Want a happier sex life? For parents, a new study suggests that one of the surest ways to do that is to equally share child care responsibilities.
Egalitarian couples who share between 40 to 60 percent of child care duties, from reading bedtime stories and diaper changing to arranging carpools and playing in the park, not only have higher quality relationships than more traditional couples where women do the bulk of the care work, they also have the best sex lives, the research shows.
“In nearly every case, compared to having the female partner doing all the child care, we found that couples who split it equally had better outcomes across the board,” said Dan Carlson, a sociologist at Georgia State University who co-authored the report and presented it at the American Sociological Association’s annual conference. “Egalitarian couples fought less. They had higher quality relationships. They were more satisfied with their sex lives, and they were more satisfied with the amount of sex they were having.”
Egalitarian and traditional couples, where men are primarily the breadwinners and women primarily responsible for housework and child care, had about the same amount of sex, Carlson said. But egalitarian couples were more satisfied with it.
“These are not minor differences at all,” Carlson said. “These are gulfs of difference between egalitarian and traditional couples in terms of relationship conflict, relationship satisfaction and for quality of sex.”
In fact, of all the couple arrangements Carlson studied, both the men and the women in traditional couples were the least satisfied with the quality of their relationships and their sex lives.
Even couples in the handful of reverse traditional arrangements, where men were doing most of the child care and women were breadwinning, were more satisfied than traditional couples, Carlson found. Except in one area: men in reverse traditional couples tended to rate the frequency of sex at the lowest level of satisfaction, while women rated it the highest.
The new research, one of only a handful to look at child care and sex, challenges conventional wisdom and classic economic theory, that couples who have specific duties in the “separate spheres” of work and home are happiest and have more sex.
Two decades ago, studies found that egalitarian couples spent less time together, had less sex than traditional couples, had more strain, were unhappier and more likely to divorce, Carlson said. They were called “sexless but equal” arrangements. Now, though the amount of sex that all American couples have has been on the decline for years, egalitarian couples are the only ones having more than they used to. And now, an unfair division of labor between work and home is one of the biggest predictors of divorce.
“Something rather miraculous has occurred in the last 20 years,” Carlson said. “Gender equality has become good for us.”
Carlson’s study also upends previous research about the relationship between sex and household duties.
One recent and widely publicized study found that the more housework men did, the less sex couples had, and derided egalitarian couples as “sexless but equal.” Another study, using the same data, found the opposite. (One study looked at types of housework, such as indoor “feminine” work like dishes and vacuuming, versus more “manly” outdoor work like yard work and auto repair and found the more men did “feminine” chores, the less sex couples had. Another looked at total hours spent on chores, and found, the more time men spent on housework, the more sex.)

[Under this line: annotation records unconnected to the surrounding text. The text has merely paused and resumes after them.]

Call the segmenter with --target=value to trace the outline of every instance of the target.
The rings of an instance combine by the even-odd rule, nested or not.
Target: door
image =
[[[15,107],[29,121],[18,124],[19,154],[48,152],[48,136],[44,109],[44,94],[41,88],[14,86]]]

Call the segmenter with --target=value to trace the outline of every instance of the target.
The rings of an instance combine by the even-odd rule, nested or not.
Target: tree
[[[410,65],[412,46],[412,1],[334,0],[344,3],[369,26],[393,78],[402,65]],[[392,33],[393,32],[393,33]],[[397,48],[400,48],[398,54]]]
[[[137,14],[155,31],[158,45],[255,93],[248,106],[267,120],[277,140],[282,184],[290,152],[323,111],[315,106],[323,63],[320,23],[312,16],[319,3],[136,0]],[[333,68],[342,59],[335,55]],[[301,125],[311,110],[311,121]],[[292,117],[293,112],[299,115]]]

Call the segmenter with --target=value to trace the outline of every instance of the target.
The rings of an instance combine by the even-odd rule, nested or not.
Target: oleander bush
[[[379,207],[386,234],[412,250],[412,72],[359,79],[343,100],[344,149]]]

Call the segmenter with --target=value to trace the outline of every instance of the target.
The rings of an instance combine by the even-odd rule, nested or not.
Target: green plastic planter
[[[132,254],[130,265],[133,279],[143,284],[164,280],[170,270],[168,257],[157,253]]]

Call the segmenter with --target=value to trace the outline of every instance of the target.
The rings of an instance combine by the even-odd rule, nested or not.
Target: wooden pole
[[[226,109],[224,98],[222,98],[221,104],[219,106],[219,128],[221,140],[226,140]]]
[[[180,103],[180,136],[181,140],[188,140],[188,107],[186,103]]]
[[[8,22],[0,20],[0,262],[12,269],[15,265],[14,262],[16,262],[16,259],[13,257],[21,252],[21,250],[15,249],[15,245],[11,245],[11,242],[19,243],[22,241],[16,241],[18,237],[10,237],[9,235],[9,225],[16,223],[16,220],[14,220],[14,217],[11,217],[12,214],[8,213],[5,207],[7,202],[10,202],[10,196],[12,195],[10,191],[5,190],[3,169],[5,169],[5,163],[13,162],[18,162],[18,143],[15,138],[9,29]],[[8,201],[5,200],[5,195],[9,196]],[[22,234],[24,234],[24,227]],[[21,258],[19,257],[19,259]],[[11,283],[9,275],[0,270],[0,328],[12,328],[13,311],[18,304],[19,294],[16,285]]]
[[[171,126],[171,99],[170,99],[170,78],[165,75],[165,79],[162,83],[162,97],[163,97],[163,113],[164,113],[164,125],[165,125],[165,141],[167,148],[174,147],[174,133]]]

Carlson said both studies were based on data collected in the late 1980s and early 1990s that may be outdated. His work relies on the more recent 2006 Marital and Relationship Survey of 487 primarily low to moderate-income married and co-habitating couples. Using that more recent data, Carlson and his co-authors released another report in 2014 that found couples who routinely shared housework had more sex than traditional couples, and expressed more satisfaction with it.
“Study after study shows that the trend in public opinion is increasingly toward a rejection of that traditional, separate spheres model, and a movement toward embracing shared responsibility for both paid and unpaid labor,” Carlson said. “A lot of this can boil down to people’s sense of fairness and satisfaction with their arrangements. If they’re satisfied and feel the division of labor is fair, that’s what leads to the positive outcomes in their relationships and sex lives.”
One such survey of 18 to 32-year-olds released in February found that, among the college-educated, 63 percent of men and 62 percent of women said they intended to equally share work and home duties with their partners. For those with a high school education, 82 percent of the men, and 59 percent of the women said they intended to form such egalitarian partnerships.
And time diary data shows that, though women are still doing the majority of housework and child care, both parents are spending more time with children, and the gap between mothers and fathers has narrowed. In the 1960s, women did four times the amount of child care that men did. Now, they do about twice as much.
In fact, Carlson and his colleagues analyzed historical trends and found that the amount of sex people are having has been on the decline for years, except for those in egalitarian relationships.
“The only couples having more sex than before are egalitarian couples,” Carlson said. “That speaks to the power of people having the partnerships they desire, as opposed to being forced into something because of job requirements, or because it doesn’t make sense for mom to work because dad makes more money and they can’t afford child care. That can build mom’s resentment.”
Despite the unrelenting demands of many American workplaces, and a lack of family-friendly policies like parental leave, egalitarian couples are still finding a way to make it work, Carlson said.
“Through sheer force of will, really,” he said.